Re: [External] Re: [PATCH] mm: memcontrol: optimize per-lruvec stats counter memory usage

From: Muchun Song
Date: Mon Dec 07 2020 - 10:20:53 EST


On Mon, Dec 7, 2020 at 11:09 PM Michal Hocko <mhocko@xxxxxxxx> wrote:
>
> On Mon 07-12-20 20:56:58, Muchun Song wrote:
> > On Mon, Dec 7, 2020 at 8:36 PM Michal Hocko <mhocko@xxxxxxxx> wrote:
> > >
> > > On Sun 06-12-20 16:56:39, Muchun Song wrote:
> > > > The vmstat threshold is 32 (MEMCG_CHARGE_BATCH), so the type of s32
> > > > of lruvec_stat_cpu is enough. And introduce struct per_cpu_lruvec_stat
> > > > to optimize memory usage.
> > >
> > > How much savings are we talking about here? I am not deeply familiar
> > > with the pcp allocator but can it compact smaller data types much
> > > better?
> >
> > It is a percpu struct.
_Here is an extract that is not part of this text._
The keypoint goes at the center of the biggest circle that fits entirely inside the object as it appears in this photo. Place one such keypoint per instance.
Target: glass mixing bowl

The size of struct lruvec_stat is 304(tested on the
> > linux-5.5). So we can save 304 / 2 * nproc bytes per memcg where nproc
> > is the number of the possible CPU. If we have n memory cgroup in the
> > system. Finally, we can save (152 * nproc * n) bytes. In some configurations,
> > nproc here may be 512. And if we have a lot of dying cgroup. The n can be
> > 100, 000 (I once saw it on my server).
>
> This should be part of the changelog. In general, any optimization
> should come with some numbers showing the effect of the optimization.
>
> As I've said I am not really familiar with pcp internals and how
> efficiently it can organize smaller objects. Maybe it can really half
> the memory consumption.
>
> My only concern is that using smaller types for these counters can fire
> back later on because we have an inderect dependency between the batch
> size and the data type. In general I do not really object to the patch
> as long as savings are non trivial so that we are not creating a
> potential trap for something that is practically miniscule
> microptimization.

There is a similar structure named struct per_cpu_nodestat.

struct per_cpu_nodestat {
s8 stat_threshold;
s8 vm_node_stat_diff[NR_VM_NODE_STAT_ITEMS];
};

The s8 is enough for per-node vmstat counters. This also depends on
the batch size. It can be s8 for a long time. Why not s32 is not suitable
for the per-memcg vmstat counters? They are very similar, right?

Thanks.

> --
> Michal Hocko
> SUSE Labs



--
Yours,
Muchun